Всю обратную дорогу проплакала. Домой прихожу, брату рассказываю – и он в слёзы. Потом обнялись и плакали уже вместе, почти до потери сознания…
У меня ещё подруга была – на одной лестничной площадке жили. У неё в эти дни бабушка умерла. Но лежит словно живая – глаза открыты. Страшно! Подружка в растерянности: что делать? И мы какие-то денежки нашли, какие-то монетки – ими и накрыли глаза…

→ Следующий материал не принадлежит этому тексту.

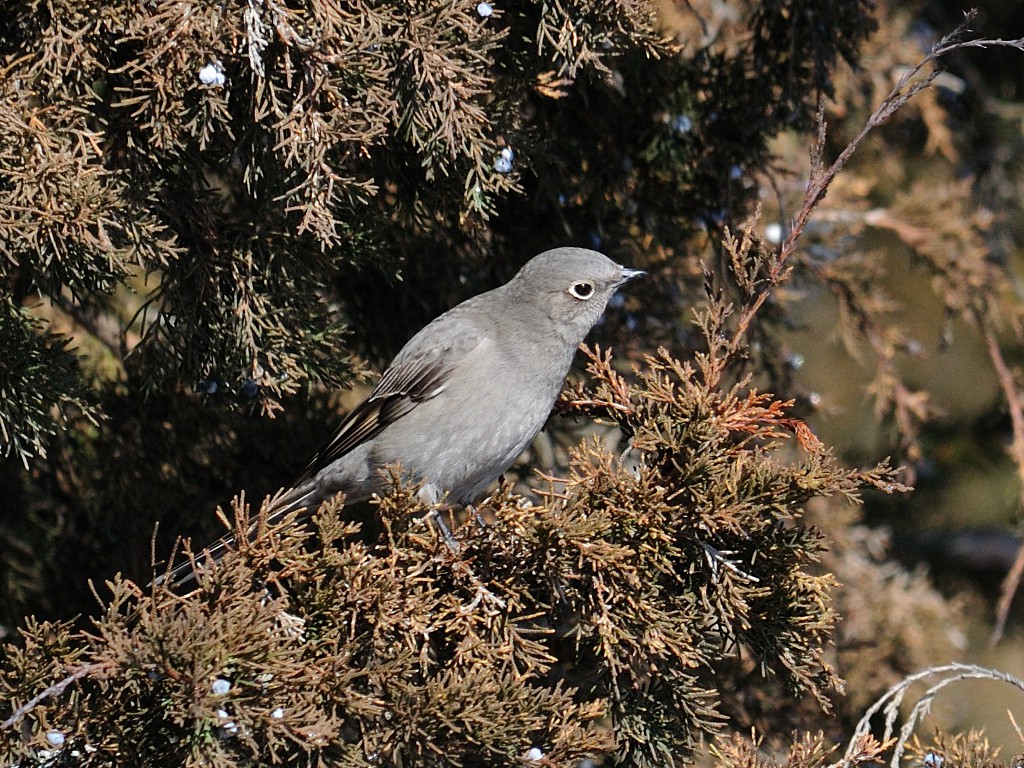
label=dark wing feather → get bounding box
[295,330,481,483]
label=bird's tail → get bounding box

Ещё помню, спускаюсь в подъезде вниз, а лестница вся жёлтая от замёрзших нечистот. Воды же не было, туалеты не работали – на ведро ходили. И потом его содержимое выливали прямо в подъезд. Или за окно на улицу. Вот кругом и висели эти мерзкие сосульки. Так некрасиво. Но запаха не чувствовалось, потому что сильные морозы… И вот спускаюсь я однажды по обледенелой лестнице, а на самом выходе – маленький ребёнок, завёрнутый во что-то беленькое. Только родился и уже не жилец. Что говорить – кошмарный ужас!..
Мы жили в Ленинграде на Барочной улице, дом 4, квартира 25. Это Петроградский район… В первые же дни войны мама сшила нам с братом специальные за спину мешочки, где лежали сухарики и бутылка воды. Так с мешочками мы и в газовое убежище бегали. Почему газовое? Потому что слухи ходили, что немцы хотят травить русских газами…
А ещё немецкие листовки помню: «Ленинградские дамочки, не копайте ямочки! Придут наши таночки, зароют ваши ямочки…» На всю жизнь это в памяти, эта агитация…
И вот мама умерла, братик слабенький, и папа не знал, что делать, чтобы нас спасти. Но как-то договорился – нас эвакуировали на катерах по воде. Потом ехали в телячьих вагонах. Брата папа держал на руках, а мне доверил плоский чемоданчик – там был хлеб. Видимо, на дорогу дали. Даже нарезанный. И мне очень хотелось хоть немного, хоть крошечку отщипнуть. Но стоило только до крышки дотронуться, попробовать её приоткрыть – весь народ сразу на меня внимание обращал. Так мне казалось. Ну как тут есть будешь, все же увидят…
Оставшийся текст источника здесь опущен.